Complexe getallen worden toegepast in een scala aan wetenschappen. In Einsteins relativiteit die bijvoorbeeld GPS-navigatie mogelijk maakt, kun je gebruik maken van zogenaamde imaginaire tijd. Het klinkt als iets dat rechtstreeks uit een sciencefictionroman afkomstig is, maar het is een prima gedefinieerd concept. Zo hebben we in een vorige post een afleiding gegeven van een centrale set vergelijkingen in zijn speciale relativiteitstheorie, de Lorentztransformaties, met behulp van imaginaire tijd.
In de kwantummechanica – de succesvolste theorie tot nu toe – kom je complexe getallen overal tegen. Zonder die getallen zouden computers, mobiele telefoons, tablets, de tv, de videorecorder, zelfs de moderne koelkast niet hebben bestaan aangezien elektrotechnici niet in staat waren geweest computerchips te bouwen. De golffunctie is een complexe functie in een complexe Hilbertruimte die complexe waarschijnlijkheidsamplitudes aanneemt en evolueert volgens de Schrödingervergelijking, die zelf een complexe vergelijking is.

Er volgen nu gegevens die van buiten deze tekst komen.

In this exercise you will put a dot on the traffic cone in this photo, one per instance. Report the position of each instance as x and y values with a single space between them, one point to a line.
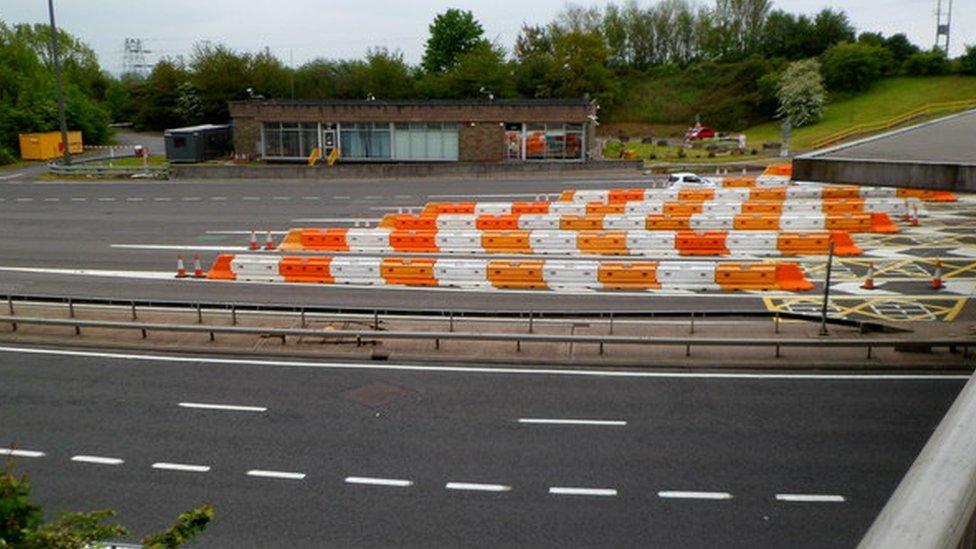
937 277
869 278
197 268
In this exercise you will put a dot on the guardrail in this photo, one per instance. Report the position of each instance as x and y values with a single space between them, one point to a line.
518 339
934 506
861 129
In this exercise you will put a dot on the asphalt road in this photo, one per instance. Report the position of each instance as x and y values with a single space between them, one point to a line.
746 439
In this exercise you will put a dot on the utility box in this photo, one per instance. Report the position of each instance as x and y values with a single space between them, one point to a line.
48 145
198 143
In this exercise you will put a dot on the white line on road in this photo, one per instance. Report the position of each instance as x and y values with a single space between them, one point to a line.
181 467
572 491
541 421
811 498
477 486
677 494
20 453
482 369
99 460
275 474
401 483
228 407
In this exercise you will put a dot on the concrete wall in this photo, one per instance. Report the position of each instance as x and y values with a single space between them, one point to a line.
343 171
949 177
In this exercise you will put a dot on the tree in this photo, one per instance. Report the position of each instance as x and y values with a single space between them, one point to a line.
452 34
854 67
967 61
22 523
801 93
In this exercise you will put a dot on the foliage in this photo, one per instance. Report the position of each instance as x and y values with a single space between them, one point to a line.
928 63
854 67
801 93
452 34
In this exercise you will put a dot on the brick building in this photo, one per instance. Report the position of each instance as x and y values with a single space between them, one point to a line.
416 131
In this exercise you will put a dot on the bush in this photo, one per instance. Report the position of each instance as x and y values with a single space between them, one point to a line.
854 67
927 63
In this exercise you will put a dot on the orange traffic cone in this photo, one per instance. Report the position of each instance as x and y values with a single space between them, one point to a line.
197 268
937 277
869 278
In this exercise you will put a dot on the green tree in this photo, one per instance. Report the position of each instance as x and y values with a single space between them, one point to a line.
854 67
453 33
801 93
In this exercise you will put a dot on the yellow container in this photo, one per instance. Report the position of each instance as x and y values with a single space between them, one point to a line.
45 146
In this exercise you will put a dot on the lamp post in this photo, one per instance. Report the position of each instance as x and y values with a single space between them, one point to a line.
56 62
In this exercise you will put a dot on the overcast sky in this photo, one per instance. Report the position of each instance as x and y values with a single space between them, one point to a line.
300 30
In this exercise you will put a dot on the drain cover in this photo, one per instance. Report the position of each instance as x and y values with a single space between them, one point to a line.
376 394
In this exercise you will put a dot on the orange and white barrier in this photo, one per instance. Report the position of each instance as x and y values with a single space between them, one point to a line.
686 217
506 274
639 242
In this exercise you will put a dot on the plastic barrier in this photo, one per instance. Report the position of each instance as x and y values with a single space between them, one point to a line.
534 274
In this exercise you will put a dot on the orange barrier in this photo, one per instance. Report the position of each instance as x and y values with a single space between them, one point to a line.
408 272
516 274
306 269
707 243
628 276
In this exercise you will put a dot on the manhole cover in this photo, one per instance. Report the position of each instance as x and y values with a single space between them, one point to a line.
376 394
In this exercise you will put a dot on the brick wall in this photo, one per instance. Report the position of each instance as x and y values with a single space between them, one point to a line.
481 142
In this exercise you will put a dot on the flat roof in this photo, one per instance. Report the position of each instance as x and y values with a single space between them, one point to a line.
939 154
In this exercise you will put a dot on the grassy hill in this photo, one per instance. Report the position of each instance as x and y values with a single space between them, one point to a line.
886 100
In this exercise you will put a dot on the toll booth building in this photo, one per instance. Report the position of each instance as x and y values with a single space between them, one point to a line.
545 130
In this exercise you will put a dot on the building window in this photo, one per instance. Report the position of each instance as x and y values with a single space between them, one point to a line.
554 141
425 141
365 140
290 139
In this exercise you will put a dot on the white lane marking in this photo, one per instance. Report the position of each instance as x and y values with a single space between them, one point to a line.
401 483
180 247
181 467
542 421
227 407
573 491
481 369
811 498
275 474
20 453
99 460
477 486
678 494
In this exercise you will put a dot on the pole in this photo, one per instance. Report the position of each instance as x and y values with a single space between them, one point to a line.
56 63
823 311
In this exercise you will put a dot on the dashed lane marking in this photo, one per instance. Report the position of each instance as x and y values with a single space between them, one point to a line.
542 421
811 498
477 487
185 467
97 460
225 407
679 494
573 491
373 481
275 474
13 452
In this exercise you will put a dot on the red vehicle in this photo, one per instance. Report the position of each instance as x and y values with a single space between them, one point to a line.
699 132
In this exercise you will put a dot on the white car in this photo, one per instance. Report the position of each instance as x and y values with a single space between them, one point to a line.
687 180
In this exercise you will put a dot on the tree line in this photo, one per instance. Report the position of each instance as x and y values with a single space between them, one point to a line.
732 52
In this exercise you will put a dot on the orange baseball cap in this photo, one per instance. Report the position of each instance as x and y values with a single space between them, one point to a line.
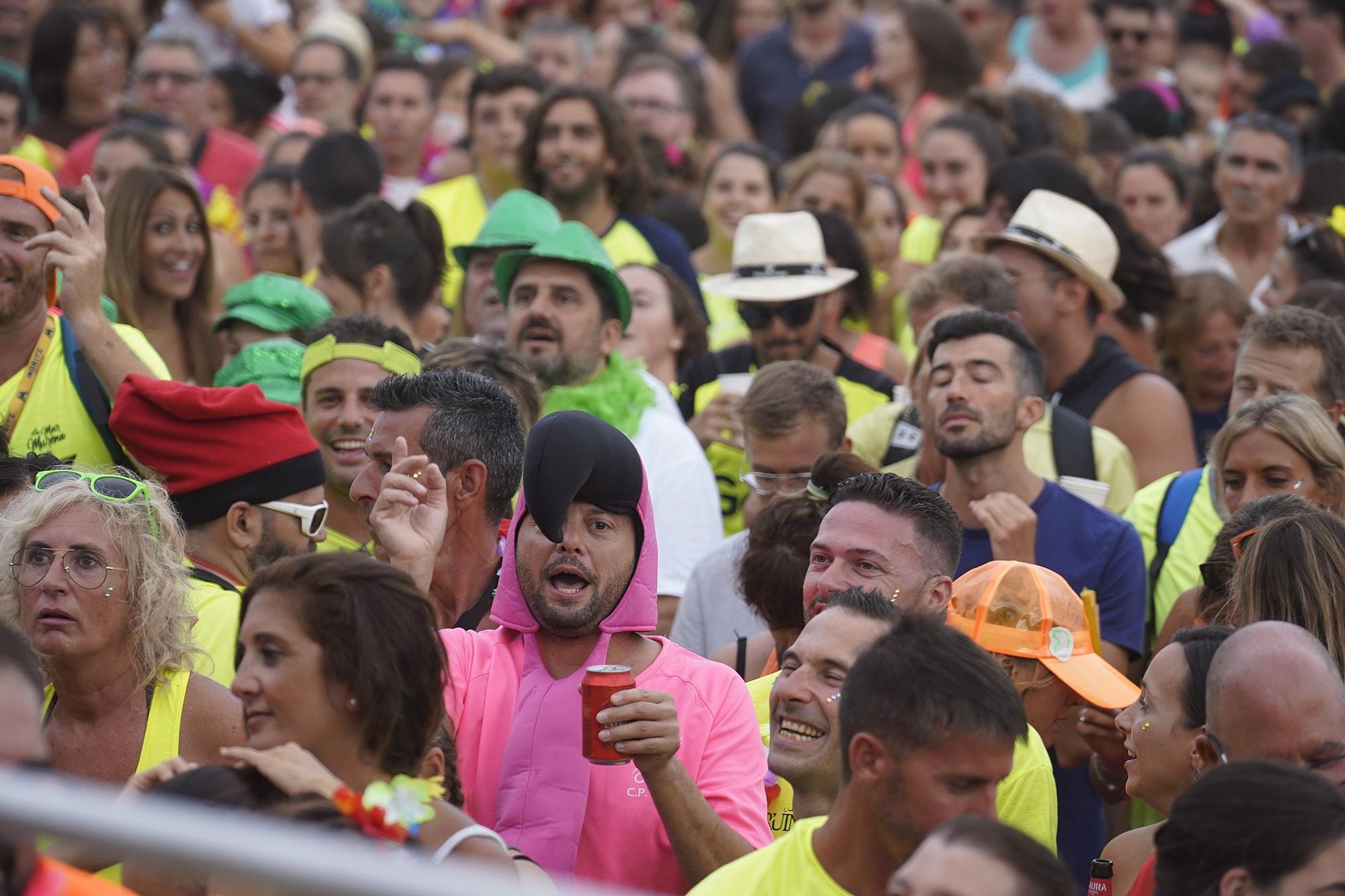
30 190
1022 610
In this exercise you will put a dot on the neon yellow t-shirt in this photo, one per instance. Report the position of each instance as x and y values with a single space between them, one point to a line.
54 419
216 630
1026 799
342 544
874 434
1191 548
789 865
461 208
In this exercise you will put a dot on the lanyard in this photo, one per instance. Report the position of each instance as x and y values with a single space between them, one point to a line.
30 374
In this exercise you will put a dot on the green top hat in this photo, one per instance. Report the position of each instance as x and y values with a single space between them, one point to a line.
271 364
517 220
576 244
276 303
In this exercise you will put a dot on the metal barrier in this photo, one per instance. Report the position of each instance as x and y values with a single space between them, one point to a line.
248 846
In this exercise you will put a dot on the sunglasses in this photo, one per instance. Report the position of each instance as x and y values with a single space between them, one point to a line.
107 486
1238 541
777 485
1117 36
311 517
758 315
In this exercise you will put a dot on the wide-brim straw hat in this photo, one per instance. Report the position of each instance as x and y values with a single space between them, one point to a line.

In de wiskunde vervullen complexe getallen een centrale rol in de bekendere onderzoeksgebieden als niet-lineaire, complexe, dynamische systemen. De uitgelichte titel-illustratie hierboven is een detail van de beroemde Mandelbrotverzameling. Het is een speciale verzameling van complexe getallen die op kleurrijke wijze geprojecteerd zijn in het complexe vlak. De studie van niet-lineaire, complexe dynamica informeert tevens de studie van allerlei soorten patronen in de natuur en in groei, zelfs in weersvoorspellingen en klimaatwetenschap. Op een andere manier hebben we zelf nog complexe getallen toegepast in het berekenen of een laboratoriumcentrifuge met $n$ beschikbare plekken gebalanceerd ingepakt kan worden met een $k$ aantal reageerbuisjes.

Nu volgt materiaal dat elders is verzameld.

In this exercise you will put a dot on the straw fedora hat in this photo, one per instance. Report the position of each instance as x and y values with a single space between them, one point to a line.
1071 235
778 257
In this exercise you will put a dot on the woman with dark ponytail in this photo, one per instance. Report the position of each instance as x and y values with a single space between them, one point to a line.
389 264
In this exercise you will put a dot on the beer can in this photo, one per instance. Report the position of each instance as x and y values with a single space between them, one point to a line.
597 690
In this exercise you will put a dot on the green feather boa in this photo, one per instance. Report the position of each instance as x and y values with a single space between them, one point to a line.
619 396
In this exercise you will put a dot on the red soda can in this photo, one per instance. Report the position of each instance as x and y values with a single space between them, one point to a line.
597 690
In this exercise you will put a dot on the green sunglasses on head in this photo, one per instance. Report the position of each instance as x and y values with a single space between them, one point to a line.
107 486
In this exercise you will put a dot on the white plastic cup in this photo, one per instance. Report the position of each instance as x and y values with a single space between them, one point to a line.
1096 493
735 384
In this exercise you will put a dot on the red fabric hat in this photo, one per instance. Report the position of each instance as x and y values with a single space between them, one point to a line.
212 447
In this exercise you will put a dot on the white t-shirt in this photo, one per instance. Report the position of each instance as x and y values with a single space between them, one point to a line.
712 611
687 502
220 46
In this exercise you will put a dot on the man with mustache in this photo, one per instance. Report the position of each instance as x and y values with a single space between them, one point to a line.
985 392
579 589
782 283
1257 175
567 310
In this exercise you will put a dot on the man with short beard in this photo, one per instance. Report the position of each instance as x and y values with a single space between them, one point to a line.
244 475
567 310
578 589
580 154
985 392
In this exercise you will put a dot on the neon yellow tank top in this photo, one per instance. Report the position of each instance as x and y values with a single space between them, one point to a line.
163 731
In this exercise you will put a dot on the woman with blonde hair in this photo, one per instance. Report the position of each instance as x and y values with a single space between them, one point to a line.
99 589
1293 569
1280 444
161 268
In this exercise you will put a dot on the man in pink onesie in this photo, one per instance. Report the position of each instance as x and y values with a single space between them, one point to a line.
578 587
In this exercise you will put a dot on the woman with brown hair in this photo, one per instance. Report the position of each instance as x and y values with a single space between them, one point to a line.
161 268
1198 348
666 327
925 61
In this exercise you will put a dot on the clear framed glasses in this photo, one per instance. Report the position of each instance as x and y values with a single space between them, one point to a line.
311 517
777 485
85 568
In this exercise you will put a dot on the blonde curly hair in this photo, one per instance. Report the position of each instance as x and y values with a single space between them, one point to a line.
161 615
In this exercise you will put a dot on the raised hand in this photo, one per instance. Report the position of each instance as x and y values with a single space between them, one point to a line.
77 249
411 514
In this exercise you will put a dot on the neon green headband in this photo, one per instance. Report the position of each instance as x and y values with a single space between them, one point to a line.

Een andere leuke toepassing van complexe getallen is bij computergames. Om de driedimensionale rotaties in een driedimensionale ruimte te berekenen, maken computerprogrammeurs gebruik van quaternionen – uitbreidingen van de complexe getallen. Een quaternion is een expressie in de vorm van $a + bi + cj + dk$, waarbij $a,b,c,d$ ieder reëel getal zijn en $i^2 = j^2 = k^2 = -1.$ Echter is dit wellicht een interessant onderwerp voor another bit of maths and physics.
[1] Cooke, R. (2005) The history of mathematics : a brief course. 2nd edn. New York, N.Y.: Wiley. [2] Open University (2014) Essential mathematics 1. Milton Keynes: Open University.Images
Uitgelichte foto: Mandelbrot set – Step 6 of a zoom sequence door Wolfgang Beyer onder CC BY-NC-SA 2.0; aangepast voor layout.

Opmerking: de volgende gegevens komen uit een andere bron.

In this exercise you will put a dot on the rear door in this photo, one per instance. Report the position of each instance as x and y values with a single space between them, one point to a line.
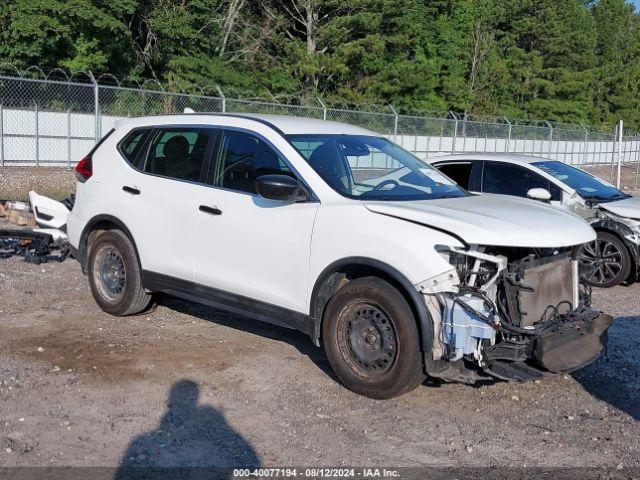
245 244
509 179
158 197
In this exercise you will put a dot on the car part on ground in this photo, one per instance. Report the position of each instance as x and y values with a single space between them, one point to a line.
35 247
516 314
50 213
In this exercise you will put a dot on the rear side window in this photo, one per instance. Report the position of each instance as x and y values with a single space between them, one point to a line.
242 158
178 153
132 145
458 172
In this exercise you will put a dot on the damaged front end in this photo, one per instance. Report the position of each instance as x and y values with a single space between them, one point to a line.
511 314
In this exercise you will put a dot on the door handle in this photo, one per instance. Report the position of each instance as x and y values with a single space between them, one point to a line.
131 190
210 210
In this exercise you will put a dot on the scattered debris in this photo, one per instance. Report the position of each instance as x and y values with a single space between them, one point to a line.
35 247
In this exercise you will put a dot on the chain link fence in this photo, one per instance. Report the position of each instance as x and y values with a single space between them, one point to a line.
54 122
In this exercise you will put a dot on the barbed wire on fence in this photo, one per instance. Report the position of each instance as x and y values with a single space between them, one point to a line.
49 116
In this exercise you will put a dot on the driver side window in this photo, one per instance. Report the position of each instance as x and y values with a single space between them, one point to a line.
506 179
243 157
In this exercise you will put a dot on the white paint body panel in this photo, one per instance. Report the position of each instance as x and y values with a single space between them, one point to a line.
628 207
275 252
494 220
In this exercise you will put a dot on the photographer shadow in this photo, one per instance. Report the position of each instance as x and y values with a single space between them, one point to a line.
192 441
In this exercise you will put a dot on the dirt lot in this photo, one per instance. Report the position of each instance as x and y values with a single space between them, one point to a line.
188 385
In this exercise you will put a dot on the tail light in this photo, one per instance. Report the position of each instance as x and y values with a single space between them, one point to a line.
84 169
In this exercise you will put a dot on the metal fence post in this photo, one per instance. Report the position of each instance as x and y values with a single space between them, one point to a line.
583 160
620 152
324 107
508 146
637 142
68 138
550 140
395 123
96 105
1 136
613 154
35 111
455 133
223 97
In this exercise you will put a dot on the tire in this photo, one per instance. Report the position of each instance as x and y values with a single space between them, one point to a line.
371 339
605 262
114 275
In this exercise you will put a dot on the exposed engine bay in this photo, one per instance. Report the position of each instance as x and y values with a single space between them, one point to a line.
512 314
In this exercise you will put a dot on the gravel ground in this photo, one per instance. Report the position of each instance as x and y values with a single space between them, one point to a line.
189 385
54 182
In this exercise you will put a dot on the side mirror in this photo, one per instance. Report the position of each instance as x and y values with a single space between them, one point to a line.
278 187
541 194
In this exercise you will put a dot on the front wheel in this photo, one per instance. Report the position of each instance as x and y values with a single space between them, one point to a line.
605 262
371 339
114 275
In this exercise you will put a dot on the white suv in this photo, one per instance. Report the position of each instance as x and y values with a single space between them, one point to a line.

Hinken (Hopscotch Game) door ncassullo.
Niccolò Fontana Tartaglia. Rijksmuseum, Dutch National Museum. Public domain.
Girolamo Cardano. Wellcome Images onder CC BY 4.0.
- Op een of andere manier had ik er niet aan gedacht dat temperatuur natuurlijk kon dalen onder nul – iets dat toentertijd nog regelmatig flink gebeurde, toen we iedere winter nog op bevroren meren, vijvers, rivieren en slootjes konden schaatsten.[↩]
- Ik had het niet gedacht, maar het is een correct Nederlands woord.[↩]
- Regelmatig hoor en lees ik ‘rationale’ en ‘rationaal’ verward worden met ‘rationele’ en ‘rationeel’. Begrijpelijk, maar dat zijn dus verschillende zaken.[↩]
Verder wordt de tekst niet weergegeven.